The irony, from a  a friend of mine's perspective, is this:  an enlisted submarine Sailor who is now an LDO cannot get back onto a sub (no LDOs on subs for some reason), yet some gal can.   Don't get that.

I'd like to know how much better the Surface Navy is with women aboard.  We already know that they lowered standards from female F-14 pilots.


----------



## MsKitty (Feb 24, 2010)

LongTabSigO said:


> The irony, from a  a friend of mine's perspective, is this:  an enlisted submarine Sailor who is now an LDO cannot get back onto a sub (no LDOs on subs for some reason), yet some gal can.   Don't get that.
> 
> I'd like to know how much better the Surface Navy is with women aboard.  We already know that they lowered standards from female F-14 pilots.



Psst.....let's talk about this comment privately....................


----------



## AWP (Feb 25, 2010)

MsKitty said:


> Psst.....let's talk about this comment privately....................


 
You two have fun with that, but he's right. All? No. But the first generation of pilots were allowed standards that were less than that of their male counterparts. Now, did every one of them use those standards? Nope, but at least one did and her family collected SGLI for it. Hultgren's death will always be a source of contention, one of those issues where both sides are adamant that she was allowed lower standards than her counterparts/ she wasn't allowed lower standards/ conspiracy/ whatever. 

I think she got a pass and I think others did too, she was the only one to die from it.


----------



## 0699 (Feb 25, 2010)

MsKitty said:


> Psst.....let's talk about this comment privately....................


 
Why can't we talk about it publicly?


----------



## MsKitty (Feb 25, 2010)

0699 said:


> Why can't we talk about it publicly?


 
I don't like to discuss a few things on a public forum if I have a "personal/emotional" opinion about something, that's just my own personal way of handling it.   He and I discussed it, it's all good.  :)    I'm a civilian with a civilian viewpoint only.   I personally don't think women should be in subs either, surface or airdale I don't see a problem as long as they are TRULY qualified.   Again, just my viewpoint and it's ok to disagree.   :)


----------



## Gypsy (Feb 25, 2010)

LongTabSigO said:


> I'd like to know how much better the Surface Navy is with women aboard.


 
I wrote to a female sailor for a long time...you don't want to know.  And I'm not going to discuss it privately either...nothing personal.



MsKitty said:


> I don't like to discuss a few things on a public forum if I have a "personal/emotional" opinion about something, that's just my own personal way of handling it.


 
Yeah, well "personal/emotions" have nothing to do with facts.


----------



## LongTabSigO (Feb 25, 2010)

Gypsy said:


> I wrote to a female sailor for a long time...you don't want to know.  And I'm not going to discuss it privately either...nothing personal.



I'm not offended.  

Ms Kitty and I had a very reasonable and reasoned discussion on the topic.  We understand each other's positions on the topic.  We approach from different points of view. 

My position is solid on this because if it can be refuted by actual supporting facts, I could be persuaded.  Thus far on this, and other similar topics, I've not heard a compelling "pro" argument presented.

Unfortunately, most of what counts as debate on this type of social engineering policy trends to emotional positions.

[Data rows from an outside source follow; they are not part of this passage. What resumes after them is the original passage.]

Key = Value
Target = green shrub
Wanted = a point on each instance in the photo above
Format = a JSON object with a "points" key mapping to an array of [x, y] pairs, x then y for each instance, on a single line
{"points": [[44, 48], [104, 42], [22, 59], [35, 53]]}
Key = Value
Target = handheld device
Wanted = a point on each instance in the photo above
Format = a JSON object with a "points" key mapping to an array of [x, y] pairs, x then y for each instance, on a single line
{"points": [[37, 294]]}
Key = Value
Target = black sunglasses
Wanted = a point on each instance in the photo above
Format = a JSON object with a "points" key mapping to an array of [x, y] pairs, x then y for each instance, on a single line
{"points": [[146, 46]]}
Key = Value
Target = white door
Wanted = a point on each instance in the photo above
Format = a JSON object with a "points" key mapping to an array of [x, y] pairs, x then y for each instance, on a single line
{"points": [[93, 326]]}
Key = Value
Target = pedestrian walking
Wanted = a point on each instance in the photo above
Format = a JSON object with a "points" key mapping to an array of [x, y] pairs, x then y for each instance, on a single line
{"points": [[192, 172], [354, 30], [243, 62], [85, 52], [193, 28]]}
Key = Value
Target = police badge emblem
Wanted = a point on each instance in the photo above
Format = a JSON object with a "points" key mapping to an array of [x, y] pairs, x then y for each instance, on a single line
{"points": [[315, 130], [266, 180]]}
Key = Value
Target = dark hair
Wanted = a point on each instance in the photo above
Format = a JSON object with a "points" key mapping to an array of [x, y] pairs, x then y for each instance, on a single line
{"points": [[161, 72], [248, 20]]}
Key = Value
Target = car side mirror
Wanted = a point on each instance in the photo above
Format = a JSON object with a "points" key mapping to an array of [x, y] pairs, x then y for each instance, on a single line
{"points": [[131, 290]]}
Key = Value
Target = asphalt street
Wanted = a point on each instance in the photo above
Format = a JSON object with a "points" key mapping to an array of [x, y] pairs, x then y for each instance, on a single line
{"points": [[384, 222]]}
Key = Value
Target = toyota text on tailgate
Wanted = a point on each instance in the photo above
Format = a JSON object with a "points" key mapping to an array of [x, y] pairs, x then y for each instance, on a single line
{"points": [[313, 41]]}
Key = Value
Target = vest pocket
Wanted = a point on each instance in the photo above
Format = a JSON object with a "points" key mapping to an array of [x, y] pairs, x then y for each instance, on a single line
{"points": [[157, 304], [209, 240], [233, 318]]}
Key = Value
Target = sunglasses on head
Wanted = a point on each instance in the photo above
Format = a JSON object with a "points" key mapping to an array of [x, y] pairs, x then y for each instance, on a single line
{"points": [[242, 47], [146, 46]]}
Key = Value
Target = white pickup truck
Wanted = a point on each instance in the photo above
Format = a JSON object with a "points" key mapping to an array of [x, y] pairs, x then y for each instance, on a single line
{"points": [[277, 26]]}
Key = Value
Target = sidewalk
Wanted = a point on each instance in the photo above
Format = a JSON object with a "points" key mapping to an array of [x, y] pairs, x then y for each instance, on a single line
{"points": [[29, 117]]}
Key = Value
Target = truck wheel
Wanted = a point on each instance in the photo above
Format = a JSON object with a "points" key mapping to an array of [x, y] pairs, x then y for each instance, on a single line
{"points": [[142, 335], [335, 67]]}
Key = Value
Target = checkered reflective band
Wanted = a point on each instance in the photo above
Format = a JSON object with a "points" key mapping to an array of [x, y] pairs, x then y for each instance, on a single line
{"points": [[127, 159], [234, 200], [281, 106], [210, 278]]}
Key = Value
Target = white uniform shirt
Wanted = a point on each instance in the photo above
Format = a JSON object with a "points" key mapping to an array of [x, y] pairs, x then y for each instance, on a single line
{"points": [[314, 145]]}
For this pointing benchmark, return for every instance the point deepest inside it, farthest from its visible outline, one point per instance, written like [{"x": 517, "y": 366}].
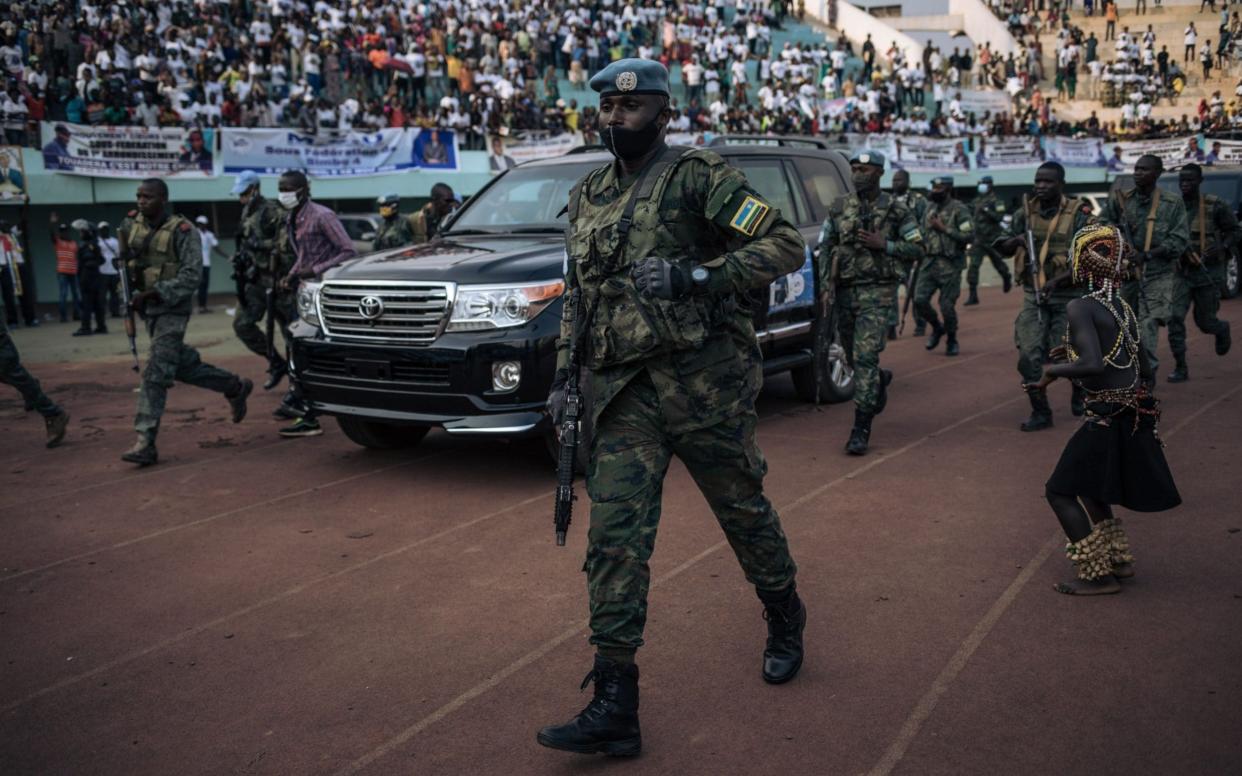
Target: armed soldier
[
  {"x": 1154, "y": 222},
  {"x": 13, "y": 373},
  {"x": 663, "y": 243},
  {"x": 918, "y": 205},
  {"x": 1046, "y": 281},
  {"x": 394, "y": 231},
  {"x": 1214, "y": 231},
  {"x": 163, "y": 256},
  {"x": 866, "y": 241},
  {"x": 989, "y": 212},
  {"x": 261, "y": 261},
  {"x": 425, "y": 224},
  {"x": 947, "y": 229}
]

That does not sway me; if that makes me a bigot or chauvinist, so be it - the use of that term makes my point.

So, I reiterate my question to those who think this is a great idea: how is the military made measurably better?


----------



## Manolito (Feb 25, 2010)

I re-thought my post I look forward to them joining the submarine force.
Bill


----------



## Freggel (Dec 7, 2010)

digrar said:


> We've had girls on subs since 98, the Dutch since 88, just another thing to get used to, in 10 years time it will be as if it's always been like that.


Sorry for digging up an old thread. To my knowledge the Dutch do NOT have female on board submarines (maybe as passenger but not as crew)
Marine corps still dont have female in their ranks and neither has army SF. Rest of NL MOD does have them in their ranks


----------



## digrar (Dec 8, 2010)

Wrote Dutch, meant Norwegian... Can't really account for the error.


----------



## Headshot (Dec 8, 2010)

I don't see what all the fuss is about, I for one think we should have more women going down on our military. :eek: Oh no he di-int.

On a serious note:  I agree with LongTab on the question of how will we be made better for it.   Everybody always screams about fairness when it comes to letting women have a go at certain things, then give them their own sub full of women to prove it with and they won't have to change a thing.  The standard is the standard and should be risen to, not lowered or changed for whiners.  This is especially true for SOF groups that do not allow women.  If they can do it that well then they don't need men along to hold their hands, give them their own team and let them do the job.


----------



## ÉIREGOBRÁCH1922 (Dec 8, 2010)

Will they be able to find a sub big enough. :)

Sex in confined spaces..? Ha..ha! 

Knowing the time women can spend in the bathroom, could you imagine the queue to the head or shower running to the whole length of the sub. Ha..ha! :eek:

No offence intended! Only joking there!! ;)

In a more serious note, as long as it does not effect the morale of the majority of the male crew or ends up costing a fortune in having to refit subs to accommadate women.


----------